Öte yandan 818 sayılı Borçlar Kanunu"nun 21 inci maddesinde sözü edilen aşırı yararlanma (gabin) ölçütünün de ibra sözleşmelerinin geçerliliği noktasında değerlendirilmesi gerekir.
İbranamedeki irade fesadı hallerinin, 818 sayılı Borçlar Kanunu"nun 31 inci maddesinde öngörülen bir yıllık hak düşürücü süre içinde ileri sürülmesi gerekir (Yargıtay 9.HD. 26.10.2010 gün, 2009/27121 E, 2010/30468 K). Ancak, işe girerken alınan matbu nitelikteki ibranameler bakımından iş ilişkisinin devam ettiği süre içinde bir yıllık süre işlemez.
d)-İbra sözleşmesi, varlığı tartışmasız olan bir borcun sona erdirilmesine dair bir yol olmakla, varlığı şüpheli ya da tartışmalı olan borçların ibra yoluyla sona ermesi mümkün değildir. Bu nedenle, işçinin hak kazanmadığı ileri sürülen bir borcun ibraya konu olması düşünülemez. Savunma ve işverenin diğer kayıtları ile çelişen ibra sözleşmelerinin geçersiz olduğu kabul edilmelidir (Yargıtay 9.HD. 4.11.2010 gün 2008/37372 E, 2010/31566 K).

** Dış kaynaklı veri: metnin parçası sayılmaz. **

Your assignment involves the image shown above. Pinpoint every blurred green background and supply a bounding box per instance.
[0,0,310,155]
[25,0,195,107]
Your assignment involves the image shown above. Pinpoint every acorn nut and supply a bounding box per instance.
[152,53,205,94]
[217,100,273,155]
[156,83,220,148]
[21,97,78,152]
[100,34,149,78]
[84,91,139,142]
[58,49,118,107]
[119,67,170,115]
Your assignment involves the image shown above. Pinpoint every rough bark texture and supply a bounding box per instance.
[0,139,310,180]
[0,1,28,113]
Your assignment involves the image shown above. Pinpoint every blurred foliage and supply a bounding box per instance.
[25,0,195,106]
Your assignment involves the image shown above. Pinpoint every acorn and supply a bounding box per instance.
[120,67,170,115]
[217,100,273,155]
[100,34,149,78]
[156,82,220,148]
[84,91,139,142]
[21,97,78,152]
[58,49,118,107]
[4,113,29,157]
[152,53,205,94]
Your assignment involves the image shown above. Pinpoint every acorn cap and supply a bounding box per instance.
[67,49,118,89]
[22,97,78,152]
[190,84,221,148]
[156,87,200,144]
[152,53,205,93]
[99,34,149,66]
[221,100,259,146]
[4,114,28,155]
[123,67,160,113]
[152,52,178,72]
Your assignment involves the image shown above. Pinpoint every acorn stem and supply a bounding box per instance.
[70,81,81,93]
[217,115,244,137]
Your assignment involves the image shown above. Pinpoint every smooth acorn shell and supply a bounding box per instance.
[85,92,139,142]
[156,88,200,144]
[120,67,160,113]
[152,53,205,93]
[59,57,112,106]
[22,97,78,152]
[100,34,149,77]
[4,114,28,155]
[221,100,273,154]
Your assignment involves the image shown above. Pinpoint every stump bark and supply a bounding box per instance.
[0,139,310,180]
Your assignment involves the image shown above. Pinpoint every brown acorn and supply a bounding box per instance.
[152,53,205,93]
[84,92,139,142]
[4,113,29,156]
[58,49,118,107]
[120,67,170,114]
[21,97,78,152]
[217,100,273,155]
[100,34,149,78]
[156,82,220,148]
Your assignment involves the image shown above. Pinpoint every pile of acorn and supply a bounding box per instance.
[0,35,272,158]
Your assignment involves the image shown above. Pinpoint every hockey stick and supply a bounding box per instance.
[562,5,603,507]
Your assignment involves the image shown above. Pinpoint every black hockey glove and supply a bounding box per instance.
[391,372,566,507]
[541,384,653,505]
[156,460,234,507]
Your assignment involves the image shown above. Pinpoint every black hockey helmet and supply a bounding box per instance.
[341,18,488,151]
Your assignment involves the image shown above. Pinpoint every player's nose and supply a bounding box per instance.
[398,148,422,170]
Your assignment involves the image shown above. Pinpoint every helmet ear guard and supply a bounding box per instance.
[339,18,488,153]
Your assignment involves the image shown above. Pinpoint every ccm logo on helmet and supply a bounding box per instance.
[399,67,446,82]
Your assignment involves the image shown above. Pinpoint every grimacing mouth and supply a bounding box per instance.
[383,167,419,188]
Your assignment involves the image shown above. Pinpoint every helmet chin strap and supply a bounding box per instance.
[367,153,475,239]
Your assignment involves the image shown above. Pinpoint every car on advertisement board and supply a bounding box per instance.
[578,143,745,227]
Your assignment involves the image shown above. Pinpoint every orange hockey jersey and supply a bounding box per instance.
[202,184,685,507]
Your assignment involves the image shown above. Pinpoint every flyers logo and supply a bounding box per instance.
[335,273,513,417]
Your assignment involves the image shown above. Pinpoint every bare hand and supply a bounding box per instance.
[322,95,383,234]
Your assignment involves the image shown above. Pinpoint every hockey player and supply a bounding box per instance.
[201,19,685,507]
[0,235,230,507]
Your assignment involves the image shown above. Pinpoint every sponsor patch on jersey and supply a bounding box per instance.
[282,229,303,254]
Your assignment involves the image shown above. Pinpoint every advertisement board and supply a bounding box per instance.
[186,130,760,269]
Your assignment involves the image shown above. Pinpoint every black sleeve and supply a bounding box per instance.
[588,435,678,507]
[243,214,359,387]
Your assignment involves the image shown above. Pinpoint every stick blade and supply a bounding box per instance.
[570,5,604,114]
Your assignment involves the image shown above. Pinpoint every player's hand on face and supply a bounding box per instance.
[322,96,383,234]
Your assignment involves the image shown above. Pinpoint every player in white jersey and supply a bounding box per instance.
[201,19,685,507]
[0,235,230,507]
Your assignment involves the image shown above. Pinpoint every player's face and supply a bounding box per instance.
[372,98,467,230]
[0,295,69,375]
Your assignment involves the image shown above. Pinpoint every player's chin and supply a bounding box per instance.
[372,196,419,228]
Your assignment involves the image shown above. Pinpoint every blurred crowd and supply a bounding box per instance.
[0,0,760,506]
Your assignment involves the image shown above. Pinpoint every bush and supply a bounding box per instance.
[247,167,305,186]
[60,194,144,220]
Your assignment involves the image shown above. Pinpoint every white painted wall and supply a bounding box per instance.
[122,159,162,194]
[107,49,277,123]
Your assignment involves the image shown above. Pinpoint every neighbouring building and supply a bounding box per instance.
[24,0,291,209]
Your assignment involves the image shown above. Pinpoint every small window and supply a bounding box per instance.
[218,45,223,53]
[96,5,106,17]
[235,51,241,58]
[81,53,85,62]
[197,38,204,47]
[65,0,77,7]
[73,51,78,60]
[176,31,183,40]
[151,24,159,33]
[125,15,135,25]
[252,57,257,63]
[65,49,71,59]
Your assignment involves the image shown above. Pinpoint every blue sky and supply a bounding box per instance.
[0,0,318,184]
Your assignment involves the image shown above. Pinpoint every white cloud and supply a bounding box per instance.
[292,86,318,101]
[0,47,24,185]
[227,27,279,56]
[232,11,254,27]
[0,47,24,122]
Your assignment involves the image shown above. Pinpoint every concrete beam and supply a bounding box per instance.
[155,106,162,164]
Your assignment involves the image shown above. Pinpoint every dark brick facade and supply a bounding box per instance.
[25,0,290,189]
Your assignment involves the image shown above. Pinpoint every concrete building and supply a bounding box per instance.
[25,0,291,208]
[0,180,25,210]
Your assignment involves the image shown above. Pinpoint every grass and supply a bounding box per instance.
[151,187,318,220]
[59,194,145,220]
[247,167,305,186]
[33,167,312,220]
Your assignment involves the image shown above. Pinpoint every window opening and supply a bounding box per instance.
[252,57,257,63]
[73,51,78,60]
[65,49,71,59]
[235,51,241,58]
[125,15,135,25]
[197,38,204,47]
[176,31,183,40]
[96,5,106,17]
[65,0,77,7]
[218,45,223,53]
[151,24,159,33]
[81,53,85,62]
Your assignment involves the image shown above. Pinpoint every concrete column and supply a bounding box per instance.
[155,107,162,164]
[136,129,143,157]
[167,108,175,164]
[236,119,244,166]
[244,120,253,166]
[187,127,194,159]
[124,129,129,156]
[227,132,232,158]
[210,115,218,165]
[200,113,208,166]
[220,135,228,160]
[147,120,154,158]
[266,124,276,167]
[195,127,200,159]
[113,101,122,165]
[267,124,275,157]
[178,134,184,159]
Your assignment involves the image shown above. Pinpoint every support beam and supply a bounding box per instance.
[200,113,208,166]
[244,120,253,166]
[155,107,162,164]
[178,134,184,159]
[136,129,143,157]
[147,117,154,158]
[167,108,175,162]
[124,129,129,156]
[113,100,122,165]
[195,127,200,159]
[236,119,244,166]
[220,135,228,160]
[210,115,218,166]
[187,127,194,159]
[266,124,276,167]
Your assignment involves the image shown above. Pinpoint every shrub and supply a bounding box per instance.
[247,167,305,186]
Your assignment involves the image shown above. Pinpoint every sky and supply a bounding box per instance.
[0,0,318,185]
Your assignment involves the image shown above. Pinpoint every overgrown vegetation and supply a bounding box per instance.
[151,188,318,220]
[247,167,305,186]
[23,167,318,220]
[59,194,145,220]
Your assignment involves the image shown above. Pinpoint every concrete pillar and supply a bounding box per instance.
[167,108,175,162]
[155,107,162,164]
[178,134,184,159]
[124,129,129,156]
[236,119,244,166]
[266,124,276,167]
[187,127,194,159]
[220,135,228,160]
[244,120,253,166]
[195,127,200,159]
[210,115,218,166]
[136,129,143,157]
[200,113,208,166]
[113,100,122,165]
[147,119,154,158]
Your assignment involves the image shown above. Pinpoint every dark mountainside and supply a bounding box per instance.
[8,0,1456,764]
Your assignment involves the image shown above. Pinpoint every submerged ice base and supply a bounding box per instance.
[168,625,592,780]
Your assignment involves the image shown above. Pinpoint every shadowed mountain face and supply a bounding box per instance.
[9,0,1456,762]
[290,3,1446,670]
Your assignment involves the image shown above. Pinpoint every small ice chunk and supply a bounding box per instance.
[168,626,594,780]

e)-Miktar içeren ibra sözleşmelerinde ise, alacağın tamamen ödenmiş olması durumunda borç ifa yoluyla sona ermiş olur. Buna karşın kısmi ödeme hallerinde, Dairemizin kökleşmiş içtihatlarında ibraya değer verilmemekte ve yapılan ödemenin makbuz hükmünde olduğu kabul edilmektedir (Yargıtay 9.HD 21.10.2010 gün 2008/40992 E, 2010/39123 K.). Miktar içeren ibranamenin çalışırken alınmış olması makbuz etkisini ortadan kaldırmaz (Yargıtay 9.HD. 24.6.2010 gün 2008/33748 E, 2010/20389 K.).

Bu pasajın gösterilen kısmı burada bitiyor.